Wednesday, April 15, 2026

Wild Turkey Numbers Falling

  


        Dennis Whiteside is a float-fishing guide who travels down a dozen or more streams across the Ozarks of Missouri each year, through all seasons.  He also is someone very knowledgeable about wild turkeys and he reports on what he sees through a survey that he turns in regularly to the state’s Department of Conservation.

         “I’ve done it for about 15 years, “he says, “I turn in the results on the form they gave me and I wonder why I do it. They have never responded in any way. This past spring and summer was the lowest number of turkeys I have ever seen while floating rivers with dozens of clients. Ten to fifteen years ago I would see lots of turkeys and hear lots of gobblers as we floated,” he told me. “Last spring I saw one hen with three poults, and heard only a few gobblers.”

         Dennis also counts numbers of turkeys on hunting trips and during spring drives through the Ozarks. We talked about how years back you would see eight or ten strutting gobblers and hens in March and April back in the reaches of green fields along timber edges. You could drive Ozark back roads and count a hundred turkeys in a dozen fields or less. He agrees with me that now such a sight is seldom seen… the turkeys are mostly gone from those places.

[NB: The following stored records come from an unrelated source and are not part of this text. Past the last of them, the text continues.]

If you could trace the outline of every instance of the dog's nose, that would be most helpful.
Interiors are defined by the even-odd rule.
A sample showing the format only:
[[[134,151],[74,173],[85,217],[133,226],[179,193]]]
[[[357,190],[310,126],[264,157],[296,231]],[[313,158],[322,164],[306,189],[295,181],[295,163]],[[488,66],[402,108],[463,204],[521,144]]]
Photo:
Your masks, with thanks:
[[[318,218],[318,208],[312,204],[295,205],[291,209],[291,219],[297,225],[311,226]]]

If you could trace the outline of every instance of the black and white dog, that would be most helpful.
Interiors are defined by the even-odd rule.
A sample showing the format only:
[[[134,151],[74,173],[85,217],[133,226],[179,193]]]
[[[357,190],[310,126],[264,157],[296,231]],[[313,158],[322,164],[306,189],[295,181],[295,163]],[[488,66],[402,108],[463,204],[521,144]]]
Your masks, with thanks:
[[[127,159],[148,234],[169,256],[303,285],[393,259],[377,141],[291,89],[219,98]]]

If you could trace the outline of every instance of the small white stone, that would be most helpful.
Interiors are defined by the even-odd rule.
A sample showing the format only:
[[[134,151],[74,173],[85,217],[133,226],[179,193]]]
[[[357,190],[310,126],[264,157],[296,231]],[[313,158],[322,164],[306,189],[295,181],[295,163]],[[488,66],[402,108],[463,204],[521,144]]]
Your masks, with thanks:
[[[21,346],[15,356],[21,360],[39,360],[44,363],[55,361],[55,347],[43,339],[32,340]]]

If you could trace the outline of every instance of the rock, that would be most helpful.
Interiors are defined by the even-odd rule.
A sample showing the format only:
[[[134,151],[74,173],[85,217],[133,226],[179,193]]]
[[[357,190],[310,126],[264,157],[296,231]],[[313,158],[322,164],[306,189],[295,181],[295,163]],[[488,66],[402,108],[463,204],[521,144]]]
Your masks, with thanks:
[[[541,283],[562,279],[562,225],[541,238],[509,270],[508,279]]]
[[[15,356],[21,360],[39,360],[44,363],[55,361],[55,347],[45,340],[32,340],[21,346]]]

         I follow turkey populations in the Ozarks too, in five different counties. But I count them in December and January when turkeys group together in flocks assembled in winter gatherings close to where I live. They gather in a few places from adjacent lands of three hundred acres or more. One place they gather is along the lower Pomme de Terre River bottom above Truman Lake. About 20 years or so ago that river bottom field of thirty or forty acres had more turkeys in it than I could count, easily seventy to eighty birds. Last year there were between fifteen to twenty turkeys coming to the field each evening to feed, flying from the deep woods across the hills beyond the river. The decline in their numbers was little by little over the years, but numbers never as low as what I counted last spring. If those numbers I have seen in years past are compared to what I saw last winter, many areas have only about 20 percent of the flocks we had 15 to 20 years ago. 

         The Department of Conservation doesn’t have any idea what we have when it come to wild turkeys. I interviewed the director, Jason Sumner, a couple of months ago and he sat there and told me that there was an increase in turkey numbers this past year. To have the director of the Department say such a thing is ridiculous.

         He is not going to ever be out there counting flocks like Dennis and I do. He and the turkey biologist, Nick Oakley, echo the same refrain… that the alarming drop in wild turkey numbers is due to habitat loss and predators. As for the predators…the number of bobcats, hawks, owls and raccoons have remained constant and high for these past 10 years.

         And the idea that habitat loss is a factor is easily proved to be false. The five thousand acres around me is exactly the same as it was 10 years ago. National forestland is much the same as it has always been in terms of good or bad turkey habitat. But numbers of turkeys on my neighboring land are getting scarce! I once heard eleven gobblers about 12 years back within a square mile of my home. You might hear one or two now on an April morning, but they grow silent in May, easy for hunters to find, call and kill.

         Ten years ago on my place I was feeding seven long-bearded gobblers behind my home. Now there are none! The last single gobbler to feed there was three years ago. None since! I quit hunting several years ago because there are too many of us out killing turkeys in the spring and fall.

         Several southern states have changed season lengths; bag limits have been reduced and regulations altered. Missouri has done nothing and it is making turkey numbers pretty lean. To help the wild turkey in my area I have changed from a gun to a camera and I encourage hunters in the Ozarks to do the same. As for my advice for the Departments of Conservation in any Midwest state… Let the flocks alone in the fall or allow a one-week season only in October. Change youth season to the back end of the regular season. Set the regular season back one week. Shorten it to only two weekends. Allow only one gobbler in the spring for two years along with all of the above, and you’ll see recovery in wild turkey numbers. But the Missouri Department would never option for any of that because it would cause them to lose money through the loss of turkey tags. Their main goal is not wild turkeys, it is the sale of  wild turkey tags!